18 July (Part 1) - James Hunt. People person
People is the name of a new Bexley Scrutiny Committee and is one of
three enormous unwieldy vehicles created by Teresa O’Neill to make things more
complicated and probably less transparent. I should have counted the number of
people sitting around the huge doughnut shaped assembly which effectively
blocked any chance of a decent view by any of the three members of the public
present but a helpful councillor told me afterwards that it was 41. The picture
below deliberately excludes the invited guests on the bottom table.
The new council chamber is a characterless cavern and a mixed blessing from the
public’s point of view. Maybe better acoustics but a much poorer view and harder seats.
I
have no recollection of being at a meeting chaired by councillor James Hunt before but I thought he combined
all the right qualities. Firm, fair, efficient and even entertaining at times; and no mumbling either.

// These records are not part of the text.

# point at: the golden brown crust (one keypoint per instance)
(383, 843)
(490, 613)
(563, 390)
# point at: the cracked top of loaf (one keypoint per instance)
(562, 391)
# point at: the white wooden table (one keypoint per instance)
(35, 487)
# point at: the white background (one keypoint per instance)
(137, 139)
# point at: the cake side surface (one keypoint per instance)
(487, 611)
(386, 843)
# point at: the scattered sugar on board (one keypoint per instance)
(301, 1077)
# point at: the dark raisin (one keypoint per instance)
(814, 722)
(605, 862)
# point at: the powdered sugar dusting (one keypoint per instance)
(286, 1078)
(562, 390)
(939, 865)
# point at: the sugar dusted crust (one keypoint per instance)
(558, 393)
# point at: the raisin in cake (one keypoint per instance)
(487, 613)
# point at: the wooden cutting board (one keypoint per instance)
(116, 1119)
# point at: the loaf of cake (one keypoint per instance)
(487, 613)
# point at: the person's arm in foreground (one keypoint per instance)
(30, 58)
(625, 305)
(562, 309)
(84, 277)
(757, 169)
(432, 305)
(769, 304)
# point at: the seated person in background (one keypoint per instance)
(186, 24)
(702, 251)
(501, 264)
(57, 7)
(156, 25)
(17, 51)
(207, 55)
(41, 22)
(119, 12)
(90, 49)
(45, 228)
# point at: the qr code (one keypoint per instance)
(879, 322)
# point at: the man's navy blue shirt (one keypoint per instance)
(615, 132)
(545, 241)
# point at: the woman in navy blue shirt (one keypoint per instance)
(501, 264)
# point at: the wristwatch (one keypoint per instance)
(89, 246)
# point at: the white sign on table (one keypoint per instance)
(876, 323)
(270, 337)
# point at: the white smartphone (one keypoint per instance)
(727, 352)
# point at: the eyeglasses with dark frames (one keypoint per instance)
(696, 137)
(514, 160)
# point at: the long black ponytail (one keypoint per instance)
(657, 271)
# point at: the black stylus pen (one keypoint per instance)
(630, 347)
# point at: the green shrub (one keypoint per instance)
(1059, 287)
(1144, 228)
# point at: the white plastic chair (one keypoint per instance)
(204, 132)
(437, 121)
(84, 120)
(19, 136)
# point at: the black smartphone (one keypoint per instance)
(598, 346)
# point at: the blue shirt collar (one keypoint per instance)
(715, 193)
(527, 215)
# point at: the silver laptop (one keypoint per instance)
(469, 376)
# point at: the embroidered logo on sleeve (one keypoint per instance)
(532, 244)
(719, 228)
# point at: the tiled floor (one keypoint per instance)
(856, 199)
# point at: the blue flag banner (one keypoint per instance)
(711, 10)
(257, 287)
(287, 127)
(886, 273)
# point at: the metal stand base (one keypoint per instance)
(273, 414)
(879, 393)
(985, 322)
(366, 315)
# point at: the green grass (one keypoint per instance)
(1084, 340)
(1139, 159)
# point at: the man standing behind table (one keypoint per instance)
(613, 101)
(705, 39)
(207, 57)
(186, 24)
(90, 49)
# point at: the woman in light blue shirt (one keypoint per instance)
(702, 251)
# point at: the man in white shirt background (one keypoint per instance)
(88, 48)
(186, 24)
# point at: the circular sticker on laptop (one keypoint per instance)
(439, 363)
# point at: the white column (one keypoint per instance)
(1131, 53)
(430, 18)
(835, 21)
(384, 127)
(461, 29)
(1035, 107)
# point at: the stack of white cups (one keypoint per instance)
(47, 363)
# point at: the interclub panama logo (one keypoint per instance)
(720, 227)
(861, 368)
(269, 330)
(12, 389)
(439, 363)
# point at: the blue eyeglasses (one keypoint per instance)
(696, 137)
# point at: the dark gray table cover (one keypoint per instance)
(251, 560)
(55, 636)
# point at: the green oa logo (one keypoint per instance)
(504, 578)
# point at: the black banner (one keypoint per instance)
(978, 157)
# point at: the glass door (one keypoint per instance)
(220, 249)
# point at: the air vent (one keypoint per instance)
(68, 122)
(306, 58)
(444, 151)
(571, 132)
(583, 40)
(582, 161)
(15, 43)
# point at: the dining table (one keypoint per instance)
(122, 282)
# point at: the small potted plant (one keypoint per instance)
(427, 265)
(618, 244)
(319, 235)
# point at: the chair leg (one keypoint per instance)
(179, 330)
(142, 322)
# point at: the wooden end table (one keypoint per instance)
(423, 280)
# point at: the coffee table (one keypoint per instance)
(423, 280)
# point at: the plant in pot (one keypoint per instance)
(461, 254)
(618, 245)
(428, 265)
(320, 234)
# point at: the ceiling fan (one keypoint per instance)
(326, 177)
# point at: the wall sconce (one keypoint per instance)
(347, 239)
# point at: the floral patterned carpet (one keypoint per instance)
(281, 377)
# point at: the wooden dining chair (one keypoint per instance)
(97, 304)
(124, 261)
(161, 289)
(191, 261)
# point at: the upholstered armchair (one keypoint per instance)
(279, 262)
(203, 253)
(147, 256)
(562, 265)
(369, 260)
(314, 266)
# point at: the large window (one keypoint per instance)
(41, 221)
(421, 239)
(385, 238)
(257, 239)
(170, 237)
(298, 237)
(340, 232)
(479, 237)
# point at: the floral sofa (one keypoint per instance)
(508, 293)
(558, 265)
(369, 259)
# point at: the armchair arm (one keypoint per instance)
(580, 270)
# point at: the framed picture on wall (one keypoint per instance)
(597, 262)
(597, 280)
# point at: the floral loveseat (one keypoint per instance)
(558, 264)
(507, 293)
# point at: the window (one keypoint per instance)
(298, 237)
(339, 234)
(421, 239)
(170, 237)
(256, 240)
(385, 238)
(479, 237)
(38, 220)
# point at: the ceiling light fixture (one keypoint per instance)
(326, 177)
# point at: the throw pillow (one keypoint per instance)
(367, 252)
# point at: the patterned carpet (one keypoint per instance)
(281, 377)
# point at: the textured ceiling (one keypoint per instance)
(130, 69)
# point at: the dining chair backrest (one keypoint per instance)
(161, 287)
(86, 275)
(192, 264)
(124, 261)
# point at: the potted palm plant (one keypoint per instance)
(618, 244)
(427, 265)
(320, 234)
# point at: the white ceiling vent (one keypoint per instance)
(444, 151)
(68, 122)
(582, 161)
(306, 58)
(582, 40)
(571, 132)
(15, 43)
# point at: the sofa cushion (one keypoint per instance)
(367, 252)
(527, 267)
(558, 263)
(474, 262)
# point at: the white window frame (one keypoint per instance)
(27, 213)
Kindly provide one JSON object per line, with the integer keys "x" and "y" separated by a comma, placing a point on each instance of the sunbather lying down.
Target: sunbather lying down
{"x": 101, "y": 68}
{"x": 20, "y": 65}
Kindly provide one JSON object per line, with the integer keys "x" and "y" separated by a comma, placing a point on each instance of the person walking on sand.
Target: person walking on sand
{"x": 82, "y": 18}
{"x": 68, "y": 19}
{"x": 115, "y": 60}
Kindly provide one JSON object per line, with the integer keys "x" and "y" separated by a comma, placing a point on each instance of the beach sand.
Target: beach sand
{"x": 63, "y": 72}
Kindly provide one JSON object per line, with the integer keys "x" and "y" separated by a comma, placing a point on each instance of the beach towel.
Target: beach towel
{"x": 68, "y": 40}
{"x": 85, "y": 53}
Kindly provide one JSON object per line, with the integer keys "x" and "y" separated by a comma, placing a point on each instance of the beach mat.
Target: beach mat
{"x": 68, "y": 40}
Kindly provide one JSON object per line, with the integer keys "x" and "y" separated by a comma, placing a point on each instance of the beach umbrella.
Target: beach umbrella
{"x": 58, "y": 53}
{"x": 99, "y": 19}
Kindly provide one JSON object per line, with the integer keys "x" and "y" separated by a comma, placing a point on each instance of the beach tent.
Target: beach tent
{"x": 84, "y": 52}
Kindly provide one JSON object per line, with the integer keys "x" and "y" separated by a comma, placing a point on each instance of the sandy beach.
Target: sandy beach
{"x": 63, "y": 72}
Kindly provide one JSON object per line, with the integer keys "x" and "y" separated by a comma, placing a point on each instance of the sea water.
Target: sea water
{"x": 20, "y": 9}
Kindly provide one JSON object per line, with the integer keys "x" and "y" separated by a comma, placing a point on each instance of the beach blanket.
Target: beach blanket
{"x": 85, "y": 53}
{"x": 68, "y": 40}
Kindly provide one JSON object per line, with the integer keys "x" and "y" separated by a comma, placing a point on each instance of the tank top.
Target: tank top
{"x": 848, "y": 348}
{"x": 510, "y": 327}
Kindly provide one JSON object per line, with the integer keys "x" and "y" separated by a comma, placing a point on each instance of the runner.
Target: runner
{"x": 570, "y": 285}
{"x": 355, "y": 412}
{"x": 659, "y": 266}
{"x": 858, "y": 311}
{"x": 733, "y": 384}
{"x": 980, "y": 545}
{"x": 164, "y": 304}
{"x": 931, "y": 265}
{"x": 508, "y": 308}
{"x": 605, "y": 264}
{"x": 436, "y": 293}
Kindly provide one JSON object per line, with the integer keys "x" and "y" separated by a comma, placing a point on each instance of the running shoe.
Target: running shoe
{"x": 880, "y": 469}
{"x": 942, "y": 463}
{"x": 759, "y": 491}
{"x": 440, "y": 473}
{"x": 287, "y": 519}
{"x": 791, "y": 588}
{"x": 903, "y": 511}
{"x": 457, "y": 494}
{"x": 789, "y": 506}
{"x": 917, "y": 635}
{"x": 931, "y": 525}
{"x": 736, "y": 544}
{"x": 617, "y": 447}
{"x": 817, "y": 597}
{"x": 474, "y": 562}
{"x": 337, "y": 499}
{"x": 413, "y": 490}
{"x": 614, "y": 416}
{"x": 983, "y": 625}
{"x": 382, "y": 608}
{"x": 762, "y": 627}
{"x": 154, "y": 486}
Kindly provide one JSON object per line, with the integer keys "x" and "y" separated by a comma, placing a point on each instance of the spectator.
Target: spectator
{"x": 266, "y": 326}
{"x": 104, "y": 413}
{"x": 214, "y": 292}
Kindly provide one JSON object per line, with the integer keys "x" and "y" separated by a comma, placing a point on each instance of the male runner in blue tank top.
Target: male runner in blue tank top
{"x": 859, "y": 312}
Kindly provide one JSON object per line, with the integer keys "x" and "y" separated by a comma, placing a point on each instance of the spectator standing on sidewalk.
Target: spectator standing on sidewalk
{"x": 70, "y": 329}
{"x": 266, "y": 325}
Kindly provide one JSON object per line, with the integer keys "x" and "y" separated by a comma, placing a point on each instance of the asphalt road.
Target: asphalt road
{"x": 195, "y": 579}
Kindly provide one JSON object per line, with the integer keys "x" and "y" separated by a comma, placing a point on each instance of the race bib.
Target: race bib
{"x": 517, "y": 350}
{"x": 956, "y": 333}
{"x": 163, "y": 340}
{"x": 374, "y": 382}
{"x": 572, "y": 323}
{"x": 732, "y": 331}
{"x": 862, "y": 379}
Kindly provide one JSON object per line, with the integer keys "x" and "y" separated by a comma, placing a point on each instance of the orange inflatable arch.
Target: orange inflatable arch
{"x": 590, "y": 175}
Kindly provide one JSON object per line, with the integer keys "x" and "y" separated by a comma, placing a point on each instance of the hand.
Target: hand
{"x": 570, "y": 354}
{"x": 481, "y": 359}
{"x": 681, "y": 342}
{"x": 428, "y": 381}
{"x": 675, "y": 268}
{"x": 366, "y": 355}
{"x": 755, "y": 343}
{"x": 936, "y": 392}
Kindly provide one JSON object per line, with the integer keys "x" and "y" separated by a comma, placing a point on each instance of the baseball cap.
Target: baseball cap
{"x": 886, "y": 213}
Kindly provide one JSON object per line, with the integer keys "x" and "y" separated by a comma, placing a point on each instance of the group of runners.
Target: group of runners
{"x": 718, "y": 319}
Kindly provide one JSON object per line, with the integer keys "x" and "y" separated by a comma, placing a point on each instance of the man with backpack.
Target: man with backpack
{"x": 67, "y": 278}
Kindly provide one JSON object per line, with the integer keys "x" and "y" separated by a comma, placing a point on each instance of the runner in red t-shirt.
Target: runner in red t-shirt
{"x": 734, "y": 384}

James has always been a friendly enough guy so far as I am concerned but usually
when I say that I’ll get an anonymous comment to say I don’t really know him; which is true.
In the 165 minutes of this meeting I don’t think I learned anything
fundamentally new and sometimes I think councillors are blessed with rather
short memories. Very little stood out as particularly interesting and we have heard
about the Romanian gangs wrecking Bexley’s burglary statistics at least three
times before. This has allowed Sutton to be the lowest crime London borough. We
were also told yet again that a radiotherapy facility is due to open at Queen Mary’s
in 2016. Don’t they have any new news?
Councillor Alex Sawyer said that he had asked Chief Superintendent Peter Ayling
at the Crime and Disorder meeting exactly three months ago how many
crimes were committed by people born outside the UK and despite being promised an
answer by Ayling was still none the wiser. No meeting is complete without
someone complaining that Peter Ayling doesn’t respond to, well anything really.
Labour councillor Brenda Langstead asked a similar question. What proportion of
crimes are committed by Bexley residents? There’s nothing like a bit of good honest balance.
To my mind only a couple of new questions showed signs of relieving the monotony and
the first of them came from councillor Alan Downing. It became apparent
that Bexley’s grammar schools are not full of Bexley children and the places are
filled by residents of boroughs far and wide which prompted councillor Alan Downing
to suggest that Bexley schools are only interested in good SATS results and care little for the
Eleven Plus. He referred to the antipathy of left leaning teachers; is there any other sort?
“Why aren’t the primary schools in Bexley educating children to the
standard to gain entry to grammar schools? When the headmaster of an academy
invited all the heads of primary schools to a meeting to discuss the possibility
of their children coming into a grammar school, not one turned up”. He suggested
that the council might do more to educate the head teachers.
Councillor Chris Beazley, UKIP, said much the same thing. As a parent he has
found that primary schools are interested only in SATS. “What parents want and
what the schools want is not necessarily the same thing.”
Towards the end of the meeting the normally placid councillor Roy Ashmole brought up
the matter of Bexley council being lumbered with all sorts of legal costs for
not
carrying out the instructions of a High Court judge. He wanted to
know what was being done about serious mistakes of this kind.
Chairman James Hunt tried to argue that a question linked to the OFSTED report
on children’s services was not a matter for his People Committee. If it is not
People related could Resources or Places handle it? Seems unlikely and Roy
Ashmole, placid as he might normally be was no pushover. However in a sudden
flash of inspiration a rather ruffled James Hunt remembered that the Cabinet
Member for Children’s Services was a member of his own committee. So councillor
Philip Read was asked to answer councillor Ashmole’s question. The
answer was that the monumental cock up which has been reported in several legal
journals was a one off, and there was no need to do anything about it. Despite
the severe monetary losses to the council you may safely bet that no heads have rolled.
Councillor Ashmole may have persuaded me that the Hunt critics
could have a point when they say I don’t really know him.